I spoke with single parent referrals from Angel, who had nothing but great things to say. I did all my research on the process and leaned heavily on my home study social worker throughout my journey. When Angel called to accept me into their program, I cried tears of joy and hope. I knew God had put me on this path for a reason.
Love Is Patient
My journey to Lincoln was long and hard. It came with many challenges. Learning how to remain patient and hopeful felt impossible at times. When I found myself losing faith, my support system was there to carry me through. They never let me give up, and I was reminded that God wouldn’t put me through tough times without a reason. In the end, I couldn’t imagine being anyone else’s mom.
After several failed opportunities, Lincoln’s birthparents came into my life. I got the call from Angel on a Saturday morning. We lived in the same state, and the expectant mother was due in about a month. She had not had any prenatal care, so there were a lot of unknowns. The one thing I knew was that I would give it my all.
False Alarm or the Real Deal?
We connected with legal services as soon as possible. We communicated over the phone sporadically. They had so much on their own plate; it was hard for them to keep in constant contact with me. When I offered to visit them, they were so grateful! The day before I planned to drive out, the expectant mother started having Braxton Hicks contractions.
Her Braxton Hicks contractions continued during our lunch together. I didn’t know what to do besides try to stay calm and carry on with normal conversation. It was incredible to meet in person. It really solidified our relationship and commitment to each other. They were such a lovely young couple. I couldn’t imagine everything they were going through.
Something my social worker had told me after my prior disruptions was to remember to meet the expectant parents where they were in life, not where I was. Our walks in life were extremely different, and if they were not so different, then we never would have met. This piece of advice stuck with me and brought me a lot of clarity.
I returned home around 11 p.m. from lunch with Lincoln’s birthparents. Little did we know that she would go into labor the same night around 4 a.m. I jumped in my car and drove straight back. When I arrived, she was still in labor. It had stalled and was taking longer than expected. They invited me to their room, and I stayed with her the entire time.
After receiving pitocin, labor and delivery went quickly. I watched Lincoln be born and couldn’t believe how I fell in love with him immediately. His birthfather cut the umbilical cord, and I gave him his first bottle. The hospital was incredibly supportive of everyone in the adoption plan. One of the nurses had her mother-in-law bring baby clothes for Lincoln. Eventually I went to Walmart to gather some necessities, and the birthparents spent some time alone with him.
One of the most meaningful moments was when the birthparents told me they knew Lincoln was meant to be with me. Since Lincoln’s birth, we have kept in touch around holidays and his birthday. The door is always open to communicate and meet in person, but that ball is in their court. To respect them and their own grief, I always ask before sending pictures of Lincoln. When they see pictures, they respond with things like “He’s living his best life!” and “We love you both!” I hope to honor our relationship for years to come.
Give Yourself Grace
As a single parent, my adoption journey differed from a two-parent family.

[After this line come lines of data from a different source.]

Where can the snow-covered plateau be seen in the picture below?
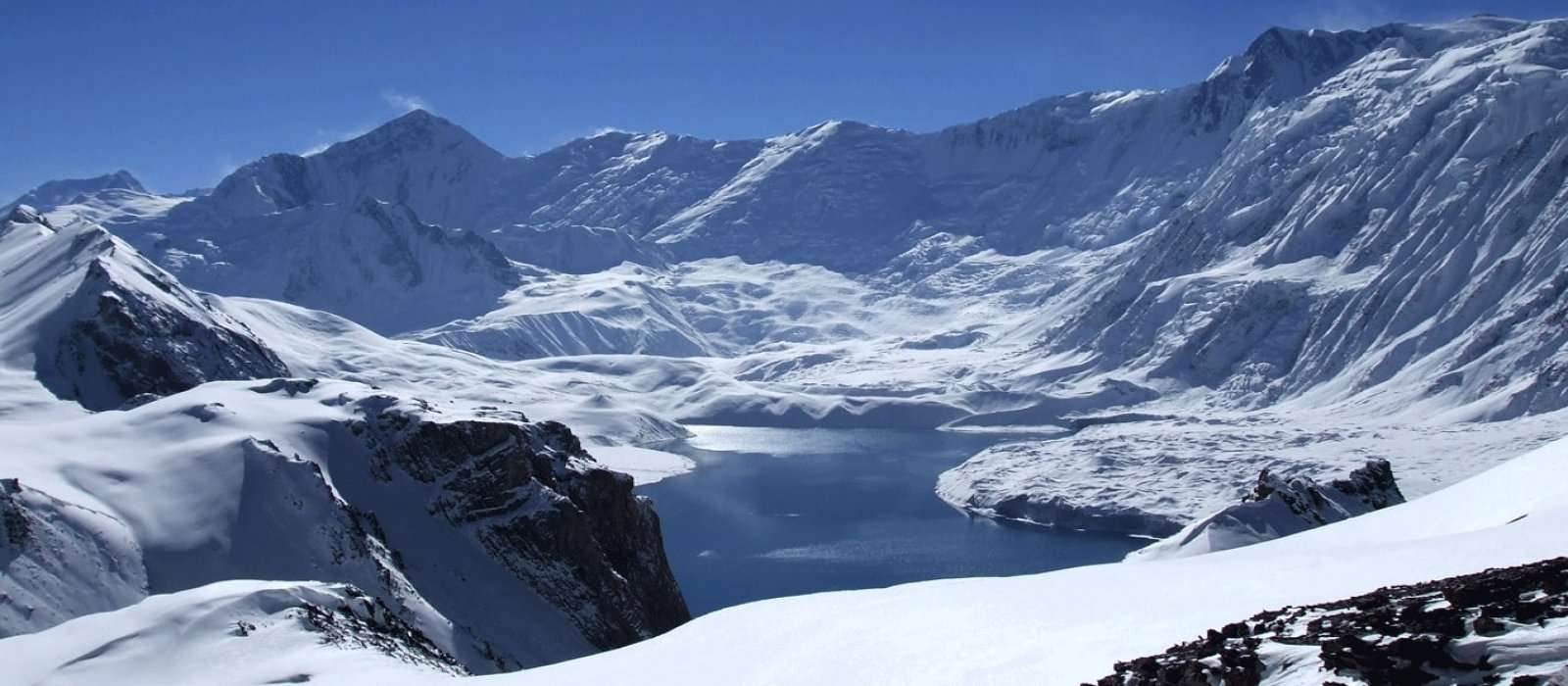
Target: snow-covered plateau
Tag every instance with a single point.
(350, 416)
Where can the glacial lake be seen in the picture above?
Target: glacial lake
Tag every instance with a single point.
(772, 513)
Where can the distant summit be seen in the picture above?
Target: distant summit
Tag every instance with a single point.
(52, 194)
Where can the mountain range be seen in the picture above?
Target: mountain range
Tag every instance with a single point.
(1337, 248)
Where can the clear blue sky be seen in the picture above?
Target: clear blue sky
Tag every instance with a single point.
(180, 94)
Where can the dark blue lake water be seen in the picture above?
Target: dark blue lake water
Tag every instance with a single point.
(773, 513)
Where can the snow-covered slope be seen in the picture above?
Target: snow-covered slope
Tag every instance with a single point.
(499, 539)
(1282, 508)
(1062, 627)
(258, 631)
(94, 321)
(368, 261)
(63, 191)
(1068, 627)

I leaned on my personal support system and my adoption professionals a lot more. I would not have been as strong as I needed to be without them. Don’t be afraid to ask your professionals for what you need. For me, I needed monthly calls with my Angel coordinator. It helped me feel like I wasn’t falling through the cracks.
For the majority of my adoption journey, I put a lot of things on hold. It felt crucial to save my finances and be prepared. Toward the end, I finally had some trips planned and had to cancel them all because Lincoln was born. Obviously I have no regrets! But make the plans and take the trips while you can.
Lastly, give yourself grace. With adoption, your life changes overnight. It’s completely normal to experience some symptoms of depression as a new parent. Most parents, biological and adoptive, go through a transition phase. When my home study social worker mentioned this to me, I didn’t want to believe it at first. Normalize talking about your guilt and fear with someone you trust.
Loving your child comes instantly, but forming the kind of bond you had only dreamed of can take some time. I cannot imagine my life without Lincoln, and I thank God every day for his selfless birthparents.